Am Anfang war der Rock. Er hat über Jahrtausende unsere Modegeschichte bestimmt. In jeder alten Kultur wurde er getragen. Es hat ein paar tausend Jahre gebraucht, überhaupt die Hose zu erfinden. Bis dahin hatten die Männer kein Problem damit, ein Patriarchat im Rock zu etablieren. Trotzdem ist der Rock heute überwiegend weiblich und trennt die Geschlechter. Wie geht so etwas? Muss das so sein? Ist das ein Fortschritt? Feiern wir nicht gerade als moderne Menschen unsere Freiheit und Gleichheit? Hat sich das Verhältnis zwischen Frauen und Männern nicht auch deswegen verbessert, weil wir unsere Gemeinsamkeiten immer mehr entdecken? Wieso schränken wir uns dann durch die Bekleidung weiter ein?

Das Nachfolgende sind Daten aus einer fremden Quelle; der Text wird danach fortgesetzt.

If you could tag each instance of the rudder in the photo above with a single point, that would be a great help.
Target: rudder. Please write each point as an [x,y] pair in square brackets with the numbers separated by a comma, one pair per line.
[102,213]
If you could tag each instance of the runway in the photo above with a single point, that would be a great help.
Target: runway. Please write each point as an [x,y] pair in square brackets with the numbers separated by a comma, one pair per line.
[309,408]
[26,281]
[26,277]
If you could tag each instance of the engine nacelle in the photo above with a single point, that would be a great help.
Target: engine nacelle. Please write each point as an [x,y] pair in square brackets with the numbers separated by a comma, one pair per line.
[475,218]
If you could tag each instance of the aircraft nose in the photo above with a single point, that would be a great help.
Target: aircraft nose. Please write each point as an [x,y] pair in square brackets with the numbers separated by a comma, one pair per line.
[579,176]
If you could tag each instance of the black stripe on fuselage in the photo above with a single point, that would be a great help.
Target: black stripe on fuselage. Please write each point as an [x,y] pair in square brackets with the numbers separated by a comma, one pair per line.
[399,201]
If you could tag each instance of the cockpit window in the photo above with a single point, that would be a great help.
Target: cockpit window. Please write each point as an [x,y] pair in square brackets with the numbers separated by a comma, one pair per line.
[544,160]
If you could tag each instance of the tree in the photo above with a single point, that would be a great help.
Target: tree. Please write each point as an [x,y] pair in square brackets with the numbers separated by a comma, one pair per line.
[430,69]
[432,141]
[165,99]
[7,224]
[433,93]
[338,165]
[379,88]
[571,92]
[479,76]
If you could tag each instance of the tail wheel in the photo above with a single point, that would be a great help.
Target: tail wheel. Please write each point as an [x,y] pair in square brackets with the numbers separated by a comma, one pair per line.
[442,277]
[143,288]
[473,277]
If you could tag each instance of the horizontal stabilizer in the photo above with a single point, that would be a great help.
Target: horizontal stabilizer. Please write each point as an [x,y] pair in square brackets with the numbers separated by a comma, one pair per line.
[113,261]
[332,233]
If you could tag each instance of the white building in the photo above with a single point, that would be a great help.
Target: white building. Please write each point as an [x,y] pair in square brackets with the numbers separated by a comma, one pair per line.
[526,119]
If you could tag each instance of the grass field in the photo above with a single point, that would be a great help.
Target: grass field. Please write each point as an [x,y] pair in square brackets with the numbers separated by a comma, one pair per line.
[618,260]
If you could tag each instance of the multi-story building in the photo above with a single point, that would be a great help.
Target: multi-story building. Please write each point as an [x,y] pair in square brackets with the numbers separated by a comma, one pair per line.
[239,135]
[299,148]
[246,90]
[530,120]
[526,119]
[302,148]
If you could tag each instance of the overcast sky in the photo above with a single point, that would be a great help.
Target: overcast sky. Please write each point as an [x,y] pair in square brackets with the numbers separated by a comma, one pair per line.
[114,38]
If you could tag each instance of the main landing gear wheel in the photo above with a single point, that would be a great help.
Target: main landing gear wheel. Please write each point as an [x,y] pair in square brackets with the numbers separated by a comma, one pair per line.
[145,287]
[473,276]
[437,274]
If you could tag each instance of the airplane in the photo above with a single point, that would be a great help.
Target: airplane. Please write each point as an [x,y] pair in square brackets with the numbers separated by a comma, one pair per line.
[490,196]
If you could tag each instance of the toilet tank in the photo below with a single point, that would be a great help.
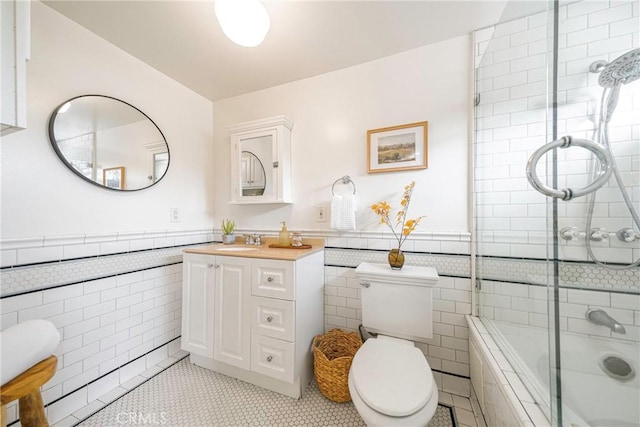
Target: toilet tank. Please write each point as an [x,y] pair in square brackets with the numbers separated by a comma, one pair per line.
[397,303]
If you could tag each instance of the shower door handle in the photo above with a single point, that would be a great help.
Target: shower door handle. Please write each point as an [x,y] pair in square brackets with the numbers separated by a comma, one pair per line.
[603,172]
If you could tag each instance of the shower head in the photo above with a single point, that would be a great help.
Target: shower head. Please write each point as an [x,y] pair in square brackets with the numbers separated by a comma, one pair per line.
[623,69]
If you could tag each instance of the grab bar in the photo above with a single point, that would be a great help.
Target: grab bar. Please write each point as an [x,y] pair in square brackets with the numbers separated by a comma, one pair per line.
[603,172]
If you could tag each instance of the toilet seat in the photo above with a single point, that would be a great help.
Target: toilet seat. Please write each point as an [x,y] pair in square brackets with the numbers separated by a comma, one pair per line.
[392,376]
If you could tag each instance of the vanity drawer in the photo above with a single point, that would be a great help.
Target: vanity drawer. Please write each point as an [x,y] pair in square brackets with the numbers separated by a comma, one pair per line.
[272,357]
[273,279]
[273,317]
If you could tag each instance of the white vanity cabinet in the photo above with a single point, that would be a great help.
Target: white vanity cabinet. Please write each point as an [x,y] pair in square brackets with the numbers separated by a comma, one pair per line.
[198,285]
[231,306]
[14,18]
[262,314]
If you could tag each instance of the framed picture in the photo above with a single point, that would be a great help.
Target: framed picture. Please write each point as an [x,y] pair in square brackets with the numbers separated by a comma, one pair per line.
[113,177]
[397,148]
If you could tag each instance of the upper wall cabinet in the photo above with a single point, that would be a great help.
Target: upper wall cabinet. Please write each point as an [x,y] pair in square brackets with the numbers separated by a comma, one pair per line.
[261,161]
[14,16]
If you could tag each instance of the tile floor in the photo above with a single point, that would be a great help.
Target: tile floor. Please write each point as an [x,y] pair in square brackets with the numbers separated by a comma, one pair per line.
[182,394]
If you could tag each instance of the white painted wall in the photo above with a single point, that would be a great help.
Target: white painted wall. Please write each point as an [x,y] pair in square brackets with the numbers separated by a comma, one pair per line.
[40,196]
[332,113]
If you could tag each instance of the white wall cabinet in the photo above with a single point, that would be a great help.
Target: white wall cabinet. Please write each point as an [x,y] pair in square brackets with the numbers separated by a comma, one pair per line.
[15,21]
[262,315]
[269,141]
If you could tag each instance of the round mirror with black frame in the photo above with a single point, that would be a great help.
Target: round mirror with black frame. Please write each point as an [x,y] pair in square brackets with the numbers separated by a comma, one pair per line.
[109,143]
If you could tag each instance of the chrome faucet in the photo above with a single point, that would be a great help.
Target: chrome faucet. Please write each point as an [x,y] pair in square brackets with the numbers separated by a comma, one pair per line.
[600,317]
[253,239]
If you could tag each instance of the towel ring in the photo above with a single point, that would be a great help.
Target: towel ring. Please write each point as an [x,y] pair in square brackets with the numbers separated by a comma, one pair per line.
[345,180]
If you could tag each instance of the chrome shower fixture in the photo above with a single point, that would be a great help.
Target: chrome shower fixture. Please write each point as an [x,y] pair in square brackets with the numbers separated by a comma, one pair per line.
[622,70]
[597,66]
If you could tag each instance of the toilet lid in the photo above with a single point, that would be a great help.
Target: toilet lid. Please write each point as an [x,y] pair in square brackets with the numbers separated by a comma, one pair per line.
[394,379]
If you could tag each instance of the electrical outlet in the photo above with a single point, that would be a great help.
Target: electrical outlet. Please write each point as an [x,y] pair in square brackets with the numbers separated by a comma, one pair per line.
[174,215]
[321,214]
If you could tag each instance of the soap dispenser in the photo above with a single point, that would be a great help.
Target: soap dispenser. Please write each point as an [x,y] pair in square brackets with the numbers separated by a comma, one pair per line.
[284,238]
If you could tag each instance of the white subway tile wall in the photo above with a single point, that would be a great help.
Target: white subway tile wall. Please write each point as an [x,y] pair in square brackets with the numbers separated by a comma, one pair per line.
[119,315]
[511,62]
[525,304]
[105,325]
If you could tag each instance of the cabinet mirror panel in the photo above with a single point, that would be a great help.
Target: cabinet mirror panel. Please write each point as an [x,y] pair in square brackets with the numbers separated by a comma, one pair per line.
[253,176]
[256,154]
[109,143]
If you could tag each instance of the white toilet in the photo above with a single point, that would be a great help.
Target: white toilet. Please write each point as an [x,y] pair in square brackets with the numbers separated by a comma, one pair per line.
[390,380]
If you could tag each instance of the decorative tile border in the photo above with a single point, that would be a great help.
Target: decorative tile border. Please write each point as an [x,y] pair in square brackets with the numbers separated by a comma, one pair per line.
[572,274]
[31,278]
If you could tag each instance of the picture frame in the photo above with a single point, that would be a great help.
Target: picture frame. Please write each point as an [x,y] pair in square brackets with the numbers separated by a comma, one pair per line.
[113,177]
[397,148]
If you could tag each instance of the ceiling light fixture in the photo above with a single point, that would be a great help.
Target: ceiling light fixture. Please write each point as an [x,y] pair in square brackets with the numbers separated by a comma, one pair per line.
[245,22]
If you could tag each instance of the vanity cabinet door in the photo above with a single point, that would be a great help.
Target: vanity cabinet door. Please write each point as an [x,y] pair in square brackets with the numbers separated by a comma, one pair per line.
[198,283]
[232,298]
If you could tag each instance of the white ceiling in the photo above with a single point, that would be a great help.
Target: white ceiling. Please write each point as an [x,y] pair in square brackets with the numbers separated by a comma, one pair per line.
[182,39]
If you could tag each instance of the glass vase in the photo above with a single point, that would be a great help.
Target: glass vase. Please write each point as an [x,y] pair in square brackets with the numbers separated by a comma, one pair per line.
[396,259]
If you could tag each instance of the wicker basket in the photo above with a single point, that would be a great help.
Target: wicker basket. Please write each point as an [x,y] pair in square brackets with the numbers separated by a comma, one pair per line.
[332,356]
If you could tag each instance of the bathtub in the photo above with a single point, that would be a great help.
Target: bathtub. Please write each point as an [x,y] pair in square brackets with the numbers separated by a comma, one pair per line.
[590,396]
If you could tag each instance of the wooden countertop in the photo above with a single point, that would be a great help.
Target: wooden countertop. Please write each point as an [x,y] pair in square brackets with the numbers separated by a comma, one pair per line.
[263,251]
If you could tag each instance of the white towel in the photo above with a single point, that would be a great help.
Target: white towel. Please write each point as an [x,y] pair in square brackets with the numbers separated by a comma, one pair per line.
[343,212]
[26,344]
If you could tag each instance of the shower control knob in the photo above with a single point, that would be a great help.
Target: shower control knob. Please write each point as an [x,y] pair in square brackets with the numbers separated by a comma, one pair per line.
[627,235]
[570,233]
[598,234]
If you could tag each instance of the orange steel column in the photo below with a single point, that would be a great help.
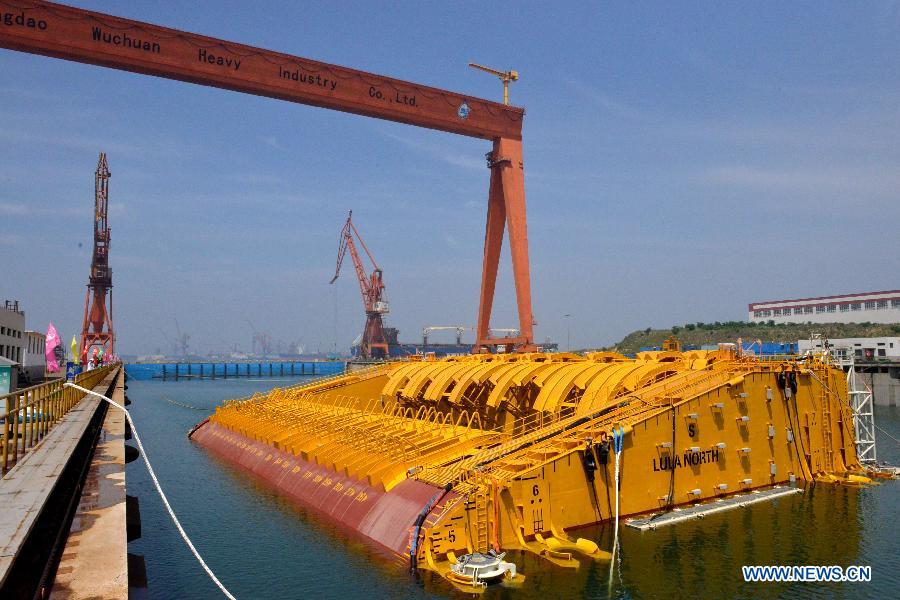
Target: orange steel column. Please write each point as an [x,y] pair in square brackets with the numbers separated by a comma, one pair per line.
[506,206]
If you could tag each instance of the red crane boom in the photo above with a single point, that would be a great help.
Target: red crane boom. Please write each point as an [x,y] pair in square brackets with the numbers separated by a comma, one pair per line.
[89,37]
[97,329]
[374,342]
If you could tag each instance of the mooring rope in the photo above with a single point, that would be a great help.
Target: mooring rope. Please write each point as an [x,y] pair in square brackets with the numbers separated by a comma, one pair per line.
[162,396]
[162,495]
[618,434]
[887,434]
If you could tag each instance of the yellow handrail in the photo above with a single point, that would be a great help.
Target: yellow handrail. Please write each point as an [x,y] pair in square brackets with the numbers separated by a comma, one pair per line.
[32,412]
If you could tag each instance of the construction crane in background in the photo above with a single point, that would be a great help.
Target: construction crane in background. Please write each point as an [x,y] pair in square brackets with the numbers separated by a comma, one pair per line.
[460,330]
[261,339]
[505,77]
[182,342]
[373,343]
[97,329]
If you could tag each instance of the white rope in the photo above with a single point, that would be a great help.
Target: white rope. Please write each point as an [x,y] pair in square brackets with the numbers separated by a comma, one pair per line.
[612,560]
[159,489]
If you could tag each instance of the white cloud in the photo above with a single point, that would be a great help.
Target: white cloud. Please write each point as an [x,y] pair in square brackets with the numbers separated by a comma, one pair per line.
[22,209]
[273,142]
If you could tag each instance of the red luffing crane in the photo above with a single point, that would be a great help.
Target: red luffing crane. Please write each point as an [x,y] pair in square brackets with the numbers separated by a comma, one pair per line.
[374,342]
[97,329]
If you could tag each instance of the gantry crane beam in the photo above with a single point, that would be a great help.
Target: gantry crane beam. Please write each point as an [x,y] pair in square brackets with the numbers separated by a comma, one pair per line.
[97,328]
[95,38]
[100,39]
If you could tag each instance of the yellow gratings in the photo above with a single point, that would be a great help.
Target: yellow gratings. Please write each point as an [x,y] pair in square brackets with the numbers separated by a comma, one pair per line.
[357,437]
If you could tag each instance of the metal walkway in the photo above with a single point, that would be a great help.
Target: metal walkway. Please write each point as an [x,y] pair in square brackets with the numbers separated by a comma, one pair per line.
[700,511]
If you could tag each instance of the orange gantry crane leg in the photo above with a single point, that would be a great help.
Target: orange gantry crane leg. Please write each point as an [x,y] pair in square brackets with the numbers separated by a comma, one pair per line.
[84,36]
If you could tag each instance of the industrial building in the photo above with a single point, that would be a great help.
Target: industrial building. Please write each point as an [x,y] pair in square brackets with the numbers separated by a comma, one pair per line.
[12,331]
[34,365]
[872,307]
[863,349]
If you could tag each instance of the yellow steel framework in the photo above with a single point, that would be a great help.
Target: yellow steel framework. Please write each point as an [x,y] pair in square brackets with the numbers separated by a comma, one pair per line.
[523,440]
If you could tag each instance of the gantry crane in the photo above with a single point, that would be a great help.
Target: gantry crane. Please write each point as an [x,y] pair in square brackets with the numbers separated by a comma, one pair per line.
[71,34]
[97,329]
[373,343]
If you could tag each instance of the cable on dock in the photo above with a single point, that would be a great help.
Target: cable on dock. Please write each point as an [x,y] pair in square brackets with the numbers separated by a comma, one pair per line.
[162,495]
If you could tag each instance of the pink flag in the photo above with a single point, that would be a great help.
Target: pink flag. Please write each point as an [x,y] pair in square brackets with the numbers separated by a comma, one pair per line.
[50,349]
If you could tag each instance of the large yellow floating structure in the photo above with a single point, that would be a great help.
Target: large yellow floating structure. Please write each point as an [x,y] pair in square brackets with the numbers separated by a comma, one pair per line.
[434,458]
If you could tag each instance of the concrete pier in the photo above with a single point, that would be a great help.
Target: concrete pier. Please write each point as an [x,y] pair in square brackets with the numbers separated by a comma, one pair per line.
[39,496]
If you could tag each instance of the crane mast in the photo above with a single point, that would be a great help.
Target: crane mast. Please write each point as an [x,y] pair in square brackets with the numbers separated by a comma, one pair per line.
[373,343]
[97,328]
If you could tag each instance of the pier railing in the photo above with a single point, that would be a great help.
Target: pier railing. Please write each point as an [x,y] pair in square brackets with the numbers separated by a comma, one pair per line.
[30,413]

Viele Dinge, und die Kleiderwahl gehört dazu, werden uns als weiblich oder männlich präsentiert, obwohl sie im intrinsischen Sinne nichts mit einer Geschlechtlichkeit zu tun haben. Ihr Status kommt durch sozio-kulturelle Vereinbarungen zustande. Sie repräsentieren das Empfinden der Bevölkerungsmehrheit einer Epoche. Im Laufe der Geschichte kann das Volksempfinden sehr variieren.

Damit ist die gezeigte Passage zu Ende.